There are historic depictions of the Prophet, such as from the Ottoman period, done under the Ottoman Sultans, who were Orthodox Muslims. The Islamic rulings forbidding the depiction of the Prophet come from the last half of the 20th century, from al-Azhar and other institutions, and are all debatable.
The entire issue is about respect. Is it respectful to create drawings of the Prophet or name objects with his name? It is not a 100% clear issue regardless of what some might say, but as a Muslim who wishes to gain the favor of Allah, I'd take the safer road of not depicting him or naming objects with his name.

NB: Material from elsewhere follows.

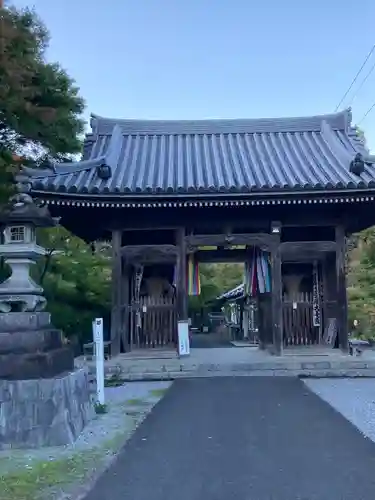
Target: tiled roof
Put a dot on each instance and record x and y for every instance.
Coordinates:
(232, 294)
(213, 156)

But, if someone else does it, in my opinion it doesn't necessitate the least bit of attention or condemnation. In Islam, according to the Fiqh al-Awlawiyyat (the Law of Priorities), what is clear and distinct wins over what is unclear and debatable. Kindness and forgiveness are clear and central tenets of Islam, while it is debatable whether depicting the Prophet is forbidden, for this reason the situation requires kindness and forgiveness, not condemnation.
If a person creates an image of the Prophet, he has done something questionable, but people do questionable things all the time. If the person did it with a good intention, then his intention is what counts.
And if the person did it with a bad intention, it should be left to God to deal with him and the Muslims in general should simply avoid and ignore him as the Quran commands when dealing with such people (7:199, 6:68, 28:55).
The Quran doesn't even include any punishment or condemnation for people who make fun of Quranic verses, but simply asks Muslims to avoid and ignore such people.
Those who make a big deal out of people making fun of the Prophet or the Quran haven't understood Islam correctly and are trying to fill an emptiness and purposelessness in their own lives through hating on some random fool. If those people who are so quick to join anti-depiction protests were as quick to help the poor, to go and plant trees, to fix roads, or to read Quran, their countries would have fewer problems.
But since it feels so good to hate and be angry at someone (it makes one forget one's own faults and shortcomings), these people would rather do that instead of planting a tree or cleaning up a road, things that don't give you adrenaline rushes and don't usually get you TV coverage.